BOR 0.3.3 Connection inconsistencies not limited to this version
During the building of a new Polygon server environment we experienced the following behaviour:
1 out of more sentries holding-up the validator nodes partly or all together
2 validators served by 3 sentries
The sentries are isolated, no connection between them, all of them have 200 connections to the world
Both validators have 3 connections, 1 to each of the sentries
Sentries and validators are on a 4 physical server setup. All nodes have Ubuntu 22.04 Virtual machines in Linux KVM/VMM. The network is a local-LAN, network. Connections are configured to be going via the physical Switches (not over KVM internal networks). 10Gbit.

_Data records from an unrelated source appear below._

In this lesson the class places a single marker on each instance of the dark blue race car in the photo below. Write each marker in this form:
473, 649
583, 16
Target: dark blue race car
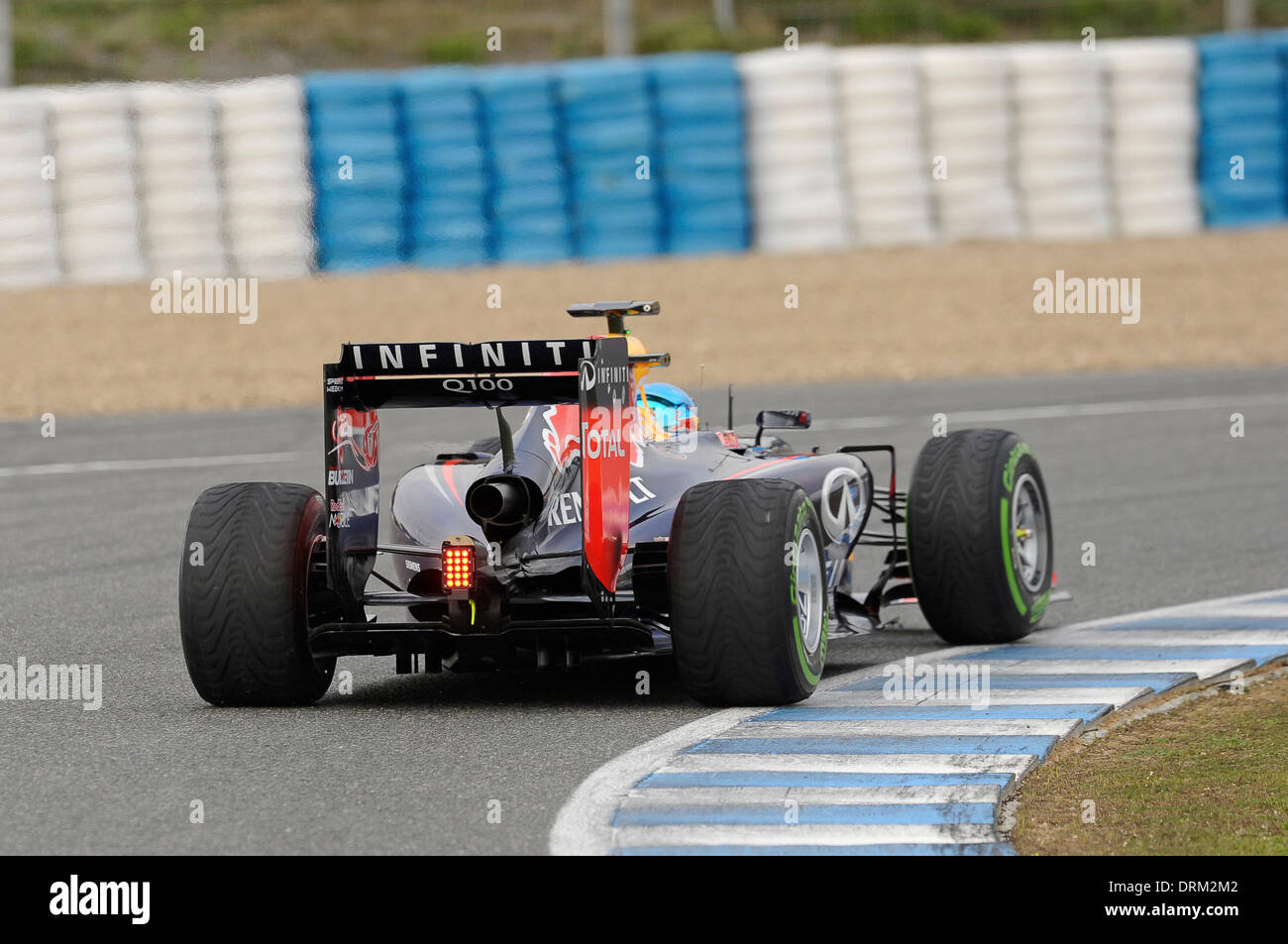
606, 523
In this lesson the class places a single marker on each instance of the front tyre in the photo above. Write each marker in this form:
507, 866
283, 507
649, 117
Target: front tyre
244, 594
979, 536
748, 592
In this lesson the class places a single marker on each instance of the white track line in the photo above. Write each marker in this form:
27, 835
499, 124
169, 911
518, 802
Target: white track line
1117, 697
1014, 764
585, 822
829, 796
800, 835
1203, 669
931, 726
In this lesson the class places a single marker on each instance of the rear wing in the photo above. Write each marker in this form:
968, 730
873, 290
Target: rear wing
592, 372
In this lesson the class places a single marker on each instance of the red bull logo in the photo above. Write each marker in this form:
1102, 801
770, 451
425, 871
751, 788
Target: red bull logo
360, 432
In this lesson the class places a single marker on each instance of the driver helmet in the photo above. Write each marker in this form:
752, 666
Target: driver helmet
665, 411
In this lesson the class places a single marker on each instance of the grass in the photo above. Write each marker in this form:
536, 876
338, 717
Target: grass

Validator have separated VM’s for heimdall and bor
2 Sentries have separated VM’s for heimdall and bor
1 Sentry has combined heimdall-bor
The validators are on different physical servers, as between the Sentries they are physically separated over servers too. 1 Server holds both a sentry and a validator.
The behaviour is not limited to the above configuration. In our former configuration the same behaviour is noticed over the last 2 years
The configuration is meant to be resilient and strong against failure in one of the components.
Misbehaviour in 1 of the components should be isolated to the component itself.
If 2 sentries fail or fal behind the validators should be fine.
Monitoring the nodes is by viewing the log files in linux terminal
(journalctl -fu bor)
1 Failure on graceful shutdown
While gracefully shutting down 1 Sentry.
At graceful shutdown of a Sentry, the validator(s) can get stuck immediately or soon after shutting down the Sentry. It is not a certainty the validator(s) get stuck but if the validator stops: then it simply stops progressing and is NOT able to recover from the absence of 1 of the sentries EVEN when this same validator is still connected to (2) healthy sentries.
The remedy; restart bor on the validator. This remedy is of course NO solution while the validator should recover from a disconnect or faulty sentry by itself.
1a) Failure on Sentry slow-down
If a Sentry falls behind for whatever reason, the same effect can be noticed.
In the bor monitor (bor.vitwit…) the strict following of a validator can be easily followed.
A validator connected to 3 sentries can follow a sentry falling behind the other 2 sentries. Exactly at the same time and block numbers.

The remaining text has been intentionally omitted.